Standing before a crowd of curious onlookers at a corner of the show floor at the World of Concrete trade show in Las Vegas, Advanced Construction Robotics president and cofounder Jeremy Searock made a sales pitch for TyBot, his company’s rebar-tying robot.

Searock and ACR are far beyond the testing phase for TyBot. Introduced in 2017 and already in use on large construction projects (ENR 11/20/17 p.37), TyBot is becoming just another tool on the jobsite, says Searock. “[TyBot] has been out in the field, we have been leasing these units, mostly to the bridge industry for the past two years,” he told an assembled crowd. “This is available for lease now, you can have this at your jobsite or your precast factory next week. This is not science fiction, this is not a prototype, this is a real product that is for sale right now.”

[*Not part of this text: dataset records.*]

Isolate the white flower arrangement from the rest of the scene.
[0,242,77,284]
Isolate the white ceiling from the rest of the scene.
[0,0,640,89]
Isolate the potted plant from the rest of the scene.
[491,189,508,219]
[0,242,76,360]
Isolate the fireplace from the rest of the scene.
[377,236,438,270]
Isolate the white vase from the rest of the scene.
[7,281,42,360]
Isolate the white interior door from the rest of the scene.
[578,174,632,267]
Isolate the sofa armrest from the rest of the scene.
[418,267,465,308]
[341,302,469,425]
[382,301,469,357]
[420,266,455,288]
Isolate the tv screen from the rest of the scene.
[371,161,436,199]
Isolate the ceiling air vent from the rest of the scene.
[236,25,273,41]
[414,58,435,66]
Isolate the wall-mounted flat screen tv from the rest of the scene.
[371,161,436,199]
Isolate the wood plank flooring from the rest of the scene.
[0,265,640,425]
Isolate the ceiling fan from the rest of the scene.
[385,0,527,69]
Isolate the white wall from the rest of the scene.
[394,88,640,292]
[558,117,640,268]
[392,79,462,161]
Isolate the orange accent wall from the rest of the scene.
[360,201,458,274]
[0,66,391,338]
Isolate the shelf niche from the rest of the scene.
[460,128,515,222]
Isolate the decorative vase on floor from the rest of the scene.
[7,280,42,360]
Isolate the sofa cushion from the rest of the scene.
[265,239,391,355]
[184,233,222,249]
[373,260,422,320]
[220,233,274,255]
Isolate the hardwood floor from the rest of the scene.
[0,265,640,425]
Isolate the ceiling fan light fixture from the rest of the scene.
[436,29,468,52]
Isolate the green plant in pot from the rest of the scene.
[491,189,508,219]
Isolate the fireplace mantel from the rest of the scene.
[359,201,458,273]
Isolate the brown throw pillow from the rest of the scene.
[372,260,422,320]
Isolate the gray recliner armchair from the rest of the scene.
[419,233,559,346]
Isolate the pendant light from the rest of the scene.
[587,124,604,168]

TyBot is capable of performing 1,000 ties per hour, roughly the equivalent of a six- to eight-worker crew. The robot uses computer vision to identify the rebar intersections and then ties them autonomously, with no external guidance or preloaded plans. A single technician is needed to keep an eye on it, freeing up workers to perform other tasks. According to Searock, a TyBot costs $795,000, robot technician not included.

“If you use this machine, you are able to bid more work,” says Searock in his pitch to the assembled contractors. “We’re in this transition period, where not everyone has one of these. During that time you can take a cut of those cost savings and underbid your competitors.”

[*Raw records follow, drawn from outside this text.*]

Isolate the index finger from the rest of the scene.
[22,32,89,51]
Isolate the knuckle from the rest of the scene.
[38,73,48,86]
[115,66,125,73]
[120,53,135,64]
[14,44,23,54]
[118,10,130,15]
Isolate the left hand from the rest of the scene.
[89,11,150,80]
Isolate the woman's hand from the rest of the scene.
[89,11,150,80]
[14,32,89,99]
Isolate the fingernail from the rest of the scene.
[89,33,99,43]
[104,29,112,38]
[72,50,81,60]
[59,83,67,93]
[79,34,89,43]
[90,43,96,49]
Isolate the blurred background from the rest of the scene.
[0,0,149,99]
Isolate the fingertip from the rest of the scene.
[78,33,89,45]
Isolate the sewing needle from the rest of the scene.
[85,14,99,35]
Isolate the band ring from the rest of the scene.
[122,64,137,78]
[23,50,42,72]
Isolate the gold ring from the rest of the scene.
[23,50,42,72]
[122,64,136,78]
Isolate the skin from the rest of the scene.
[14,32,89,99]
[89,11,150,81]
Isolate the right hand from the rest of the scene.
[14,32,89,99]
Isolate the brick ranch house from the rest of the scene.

TyBot is also set to get a robot sibling, according to Searock. Still in development, IronBot carries and places rebar on site according to a preset plan, and can work in tandem with TyBot.

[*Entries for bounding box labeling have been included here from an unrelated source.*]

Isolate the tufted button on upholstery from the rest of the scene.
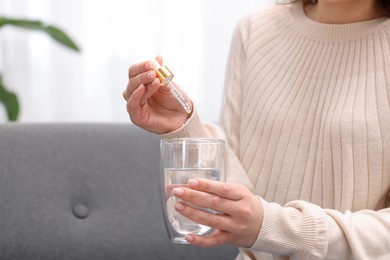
[73,204,89,218]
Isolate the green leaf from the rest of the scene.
[0,74,19,121]
[0,17,80,51]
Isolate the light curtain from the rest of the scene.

Searock says that IronBot will be deployed on a real jobsite by the end of this year, and will be commercially available in 2021. “Think about it—you’ll have a robot that is able to carry the rebar, place it, and right behind it will be TyBot, which is able to tie it. You can easily do twice the amount of work in half the time,” he says.

War of the Machines

Far across the World of Concrete show floor in a small booth, another rebar-tying robot drew the attention of passing contractors. SkyMul is a drone startup that came out of a tech incubator in Atlanta run by telecommunications giant Comcast. The company has received a Small Business Research Innovation grant as well as a grant from the National Science Foundation. Still working with a basic prototype, SkyMul’s founders sees many possible applications for their own robotic approach to tying rebar.

“The way we see it, one drone equals 11⁄2 workers,” says Stefan Posey, chief technology officer at SkyMul. Imagining a small swarm of SkyMul quadcopter drones systematically tying the rebar on bridge decks, foundations and tilt-up concrete panels, Posey says a single technician could oversee the drones, making only minor adjustments and occasionally swapping out batteries.

While the prototype is currently just a camera and a MAX-brand tying tool mounted to rails on the underside of a quadcopter, Posey says SkyMul is looking to scale up and get their prototype into pilot projects on real jobsites.